I cannot imagine how it must be for the young man, now not-so-young,
involved. One of my classmates died of leukemia before graduation.
Another died in a car accident days later. She and some friends were
driving to Disneyland. She was at the wheel and fell asleep. The others
lived, but we graduated one Saturday and buried Toni the next.
I knew one young man who had an aneurism about three years after
graduation. One died of a heart attack a few years back. One girl I know
died in an accident. Nothing as horrific as you described though. A very
sad story you have described here and I don't understand the open casket
either. A photograph over the closed casket was called for in this
instance.
That's absolutely terrible. I gasped aloud when I read it. I can't imagine
why her parents had an open casket. Thank God, none of my classmates have
died yet, but two are engaged to be married. I expect you'd see those on
almost-equal planes. ;)
That's awful, what were her parents thinking? A closed casket should have
been in order, you don't want to remember a loved one looking like that.
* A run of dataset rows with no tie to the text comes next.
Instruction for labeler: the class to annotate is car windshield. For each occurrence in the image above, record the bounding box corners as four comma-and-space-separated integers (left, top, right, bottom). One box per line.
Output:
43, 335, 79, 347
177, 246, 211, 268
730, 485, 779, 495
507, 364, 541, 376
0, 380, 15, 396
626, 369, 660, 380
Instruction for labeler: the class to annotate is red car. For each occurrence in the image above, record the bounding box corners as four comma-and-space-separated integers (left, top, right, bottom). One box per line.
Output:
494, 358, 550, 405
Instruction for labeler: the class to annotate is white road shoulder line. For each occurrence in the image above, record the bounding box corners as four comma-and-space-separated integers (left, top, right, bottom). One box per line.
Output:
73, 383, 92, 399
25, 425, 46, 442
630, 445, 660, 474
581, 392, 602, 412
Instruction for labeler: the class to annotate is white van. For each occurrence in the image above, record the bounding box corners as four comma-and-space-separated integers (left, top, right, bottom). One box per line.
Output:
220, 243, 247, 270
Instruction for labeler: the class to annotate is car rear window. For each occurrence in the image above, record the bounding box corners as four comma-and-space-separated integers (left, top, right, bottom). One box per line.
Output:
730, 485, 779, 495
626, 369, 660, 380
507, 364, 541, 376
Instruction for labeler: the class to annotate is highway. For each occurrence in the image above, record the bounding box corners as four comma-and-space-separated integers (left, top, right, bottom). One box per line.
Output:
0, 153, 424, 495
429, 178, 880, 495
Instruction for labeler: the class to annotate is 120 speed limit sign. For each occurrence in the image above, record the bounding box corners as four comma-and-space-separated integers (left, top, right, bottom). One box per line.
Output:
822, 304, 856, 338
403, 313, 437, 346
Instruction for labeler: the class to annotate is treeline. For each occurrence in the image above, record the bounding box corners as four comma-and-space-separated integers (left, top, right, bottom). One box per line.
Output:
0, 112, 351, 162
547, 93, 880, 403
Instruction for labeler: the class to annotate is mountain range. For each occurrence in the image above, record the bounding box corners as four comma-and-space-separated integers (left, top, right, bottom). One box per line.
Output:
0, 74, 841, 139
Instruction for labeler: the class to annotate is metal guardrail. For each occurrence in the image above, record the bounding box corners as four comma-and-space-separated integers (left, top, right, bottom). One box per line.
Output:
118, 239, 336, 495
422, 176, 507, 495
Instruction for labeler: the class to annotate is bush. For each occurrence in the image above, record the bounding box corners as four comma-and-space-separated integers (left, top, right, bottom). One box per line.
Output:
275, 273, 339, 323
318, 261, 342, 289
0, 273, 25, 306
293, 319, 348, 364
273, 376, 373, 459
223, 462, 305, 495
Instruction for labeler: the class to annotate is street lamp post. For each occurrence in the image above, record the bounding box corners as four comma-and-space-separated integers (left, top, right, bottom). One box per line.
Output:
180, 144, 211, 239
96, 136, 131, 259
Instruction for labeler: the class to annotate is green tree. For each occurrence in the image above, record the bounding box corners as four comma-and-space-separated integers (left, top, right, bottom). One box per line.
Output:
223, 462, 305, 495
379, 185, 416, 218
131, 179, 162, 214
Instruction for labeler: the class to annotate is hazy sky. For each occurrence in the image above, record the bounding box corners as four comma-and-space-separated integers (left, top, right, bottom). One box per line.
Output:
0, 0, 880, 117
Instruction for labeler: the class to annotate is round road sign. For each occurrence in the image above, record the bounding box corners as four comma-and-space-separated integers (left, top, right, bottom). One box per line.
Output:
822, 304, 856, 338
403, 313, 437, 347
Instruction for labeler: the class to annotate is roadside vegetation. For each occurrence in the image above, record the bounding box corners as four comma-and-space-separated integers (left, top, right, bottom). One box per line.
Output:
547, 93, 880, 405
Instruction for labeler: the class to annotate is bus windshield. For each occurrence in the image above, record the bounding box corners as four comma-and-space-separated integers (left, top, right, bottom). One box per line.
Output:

I'm sure her parents were in shock, which could have led to their decision
for an open casket. I had a cousin killed in a car wreck and though it was
a closed casket, his parents insisted on being allowed to see him. I have
issues with the funeral home. Why didn't they repair her nails and use
enough make-up ? Sounds like they were doing a shoddy job.
I can remember a friend of mine at school, he and I were walking across a
road toward the field where we all played cricket. Out of the corner of my
eye (because I was busy chatting with him) I saw a blur (it was a woman on
a bicycle really flying down the incline) and before I could do anything
about it, it was too late. She slammed into my friend and they just ended
up in a pile there. There were no aerial somersaults, just a crumpled mass
of limbs, cuts and moans as they fell where it happened.